La recensione di "Unicorni", di Michela Andreozzi nelle sale dal 18 Luglio distribuito da Vision

Recensione a cura di Mario Turco

A distanza di pochi giorni dalla sua dipartita, ci è capitato di pensare in maniera illuminante a Goffredo Fofi. L’idea principale del pensatore eugubino (guai a usare la parola intellettuale quando era in vita, pena una paternale feroce come solo lui poteva fare!) era che il cinema fosse non solo una forma d’arte ma uno strumento di analisi sociale e di trasformazione in grado di rendere anche i lungometraggi all’apparenza più gassosi meritevoli di interesse per l’impatto che essi possono avere sul tessuto sempre più visuale della realtà. 


Con “Unicorni”, di Michela Andreozzi nelle sale dal 18 Luglio grazie a Vision Distribution questo argomento critico prende forma viva riuscendo nella sua semplicità a farsi specchio dell’immagine della società dei nostri tempi. Pur essendo un classico esempio di cinema a tesi, l’ultima fatica della regista romana si situa all’incrocio di diverse linee artistiche e politiche di urgente attualità che lo rendono il manifesto visibile delle tensioni che in questi giorni stanno interessando particolarmente il farraginoso sistema del tax-credit con la conseguente stretta che probabilmente i film non allineati alla temperie dell’attualità si troveranno ad avere. Unicorni infatti racconta il percorso umano e paterno sperimentato da Lucio (un Edoardo Pesce finalmente libero di recitare in modo classico e senza mugugni), conduttore di una fortunata trasmissione radiofonica e sposato in seconde nozze con Elena (Valentina Lodovini). La prima scena setta in modo forse un po’ didascalico ma preciso l’ambiente culturale che l’uomo ha installato nel suo progressista nucleo familiare: nel luculliano pranzo attento a tutte le diversità culturali ed etniche – ci sono portate vegane, gluten free, senza carne per la signora musulmana e con solo carne per il destrorso direttore della radio – di questa famiglia allargata che include anche la prima moglie e l’altra figlia ecco comparire Blu (Daniele Scardini, gran colpo di casting), il bambino di 9 anni figlio di Lucio e Elena, dall’aria efebica e che adora vestirsi da femmina. Attenti e premurosi nell’assecondare lo sviluppo personale del figlio tanto da permettergli di indossare “abiti da femmine” in casa, i due genitori vanno però in crisi quando il piccolo compie un passo ulteriore chiedendo di poter recitare nei panni della sirenetta nel saggio scolastico di fine anno. Lucio e Valentina si rivolgono allora ad una psicoterapeuta (la stessa Michela Andreozzi che senza infingimenti si ritaglia puntuali “spiegoni” su concetti come varianza di genere e cross-dressing) che li metterà a contatto, in complicate sedute di gruppo, con altri genitori di questi figli “unicorni”. In un percorso contrassegnato da cadute nel tossico testosteronismo e il crollo delle proprie certezze moderniste, Lucio imparerà realmente ad accettare Blu per quello che è e che vuole essere… 

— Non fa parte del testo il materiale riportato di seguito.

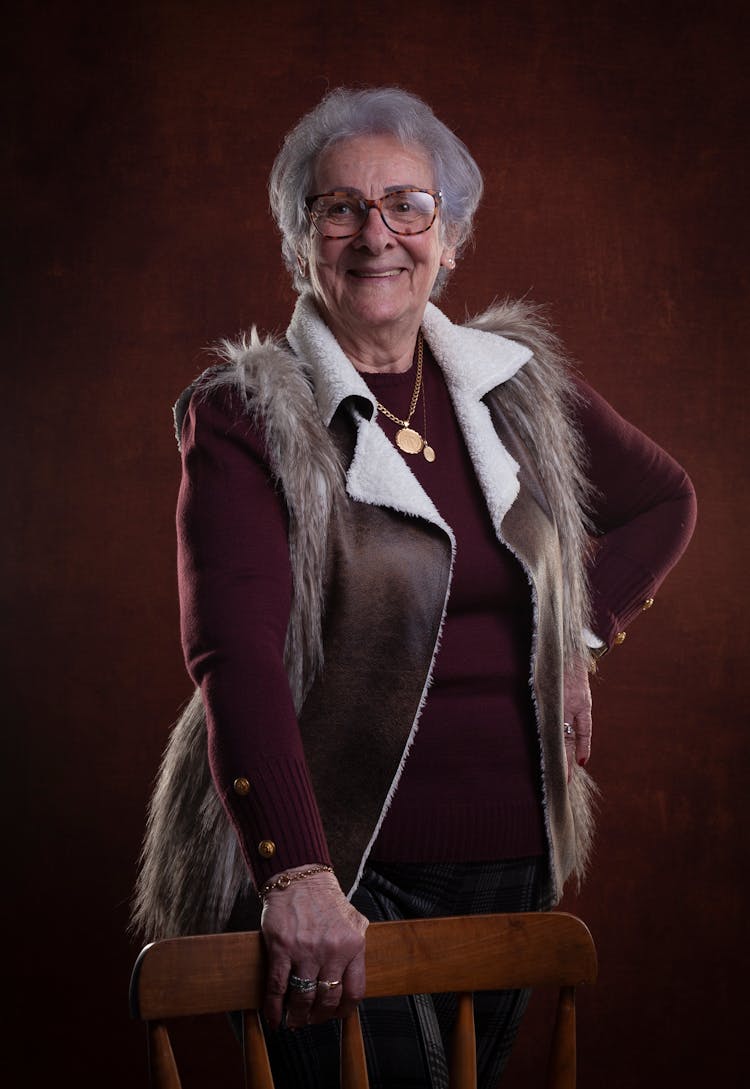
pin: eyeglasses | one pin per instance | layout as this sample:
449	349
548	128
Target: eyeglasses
342	213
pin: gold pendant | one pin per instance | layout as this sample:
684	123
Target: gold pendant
408	440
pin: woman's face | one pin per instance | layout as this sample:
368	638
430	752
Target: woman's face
378	282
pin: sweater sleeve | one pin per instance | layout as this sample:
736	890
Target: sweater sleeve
643	515
235	592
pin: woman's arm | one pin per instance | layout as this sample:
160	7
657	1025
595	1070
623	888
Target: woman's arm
235	594
643	514
235	591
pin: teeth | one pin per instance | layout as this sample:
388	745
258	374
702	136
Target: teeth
376	276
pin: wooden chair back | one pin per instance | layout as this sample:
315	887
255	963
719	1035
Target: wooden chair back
212	974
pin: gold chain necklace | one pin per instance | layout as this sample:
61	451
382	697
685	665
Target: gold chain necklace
407	438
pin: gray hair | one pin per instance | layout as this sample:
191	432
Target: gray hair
344	113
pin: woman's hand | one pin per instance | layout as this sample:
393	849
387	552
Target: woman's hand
311	931
577	713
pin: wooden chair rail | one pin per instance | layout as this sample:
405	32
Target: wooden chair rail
213	974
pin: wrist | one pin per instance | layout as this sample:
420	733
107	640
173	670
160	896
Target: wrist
285	878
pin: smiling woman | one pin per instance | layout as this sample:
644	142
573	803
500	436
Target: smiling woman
395	577
372	286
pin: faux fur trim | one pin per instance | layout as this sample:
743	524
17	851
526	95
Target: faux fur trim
191	867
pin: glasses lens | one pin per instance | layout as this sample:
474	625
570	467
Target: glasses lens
337	216
408	212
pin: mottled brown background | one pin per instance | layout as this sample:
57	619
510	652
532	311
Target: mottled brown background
139	137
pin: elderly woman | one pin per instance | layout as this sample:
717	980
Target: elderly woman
402	546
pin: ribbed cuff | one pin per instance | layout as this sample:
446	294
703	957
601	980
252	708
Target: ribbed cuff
278	820
619	587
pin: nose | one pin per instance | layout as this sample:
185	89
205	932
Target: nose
373	235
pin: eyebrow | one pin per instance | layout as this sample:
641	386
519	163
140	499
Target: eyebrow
389	188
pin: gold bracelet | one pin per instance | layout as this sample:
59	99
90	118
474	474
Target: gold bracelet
285	880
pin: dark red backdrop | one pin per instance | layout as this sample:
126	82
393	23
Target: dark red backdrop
613	141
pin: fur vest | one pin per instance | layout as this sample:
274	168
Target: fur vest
342	481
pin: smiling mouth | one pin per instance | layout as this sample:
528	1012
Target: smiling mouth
374	273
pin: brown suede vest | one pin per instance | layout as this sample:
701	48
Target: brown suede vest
386	585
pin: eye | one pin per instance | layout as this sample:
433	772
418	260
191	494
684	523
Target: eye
341	209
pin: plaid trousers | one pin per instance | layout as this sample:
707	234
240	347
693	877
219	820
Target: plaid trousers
406	1037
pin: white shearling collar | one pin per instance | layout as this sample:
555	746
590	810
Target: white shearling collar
472	361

Unicorni compie da subito un'interessante scelta di campo mostrando come l’identità di genere sia un tabù anche nelle famiglie più apertamente di sinistra: una figlia adolescente con la chioma viola e i piercing impegnata in una relazione poliamorosa è infinitamente più facile da accettare di un bambino che gioca con le bambole. Pur continuando a dare fin troppo facili colpi di maglio ai tradizionalisti più retrogradi (dall’influencer maschilista al pensatore destrorso fino alla nuova proprietaria della radio politicamente vicina al governo, la regista esagera nel mettere in fila i mostri di quella che è evidentemente una parte ideologicamente avversa alla sua), il film riesce quindi a mostrare con buona empatia la difficile armonia tra una visione ancora tradizionalista della genitorialità – “i no che aiutano a crescere”, la ricerca ostinata della difesa dell’infanzia a scapito dell’affermazione, il modellamento della propria prole a propria immagine e somiglianza - e istanze del sé che si sono inderogabilmente precocizzate. Così anche la scelta di non rinunciare ai soliti spazi della commedia – la condomina impicciona, il burino fissato col calcio, i cinquantenni alle prese con tinder – risultano comunque funzionali sia alla verosimiglianza della storia sia all’allargamento di queste codificate forme cinematografiche a temi che finalmente cominciano a diventare di senso comune. Unicorni ha la sensibilità di una fiaba morale che si ferma sempre un attimo prima dell’ammonimento mostrando, per tornare a Goffredo Fofi, come il senso intellettuale di un’epoca risieda non nei suoi esponenti più illuminati ma in quelli che più umilmente stanno nelle retrovie.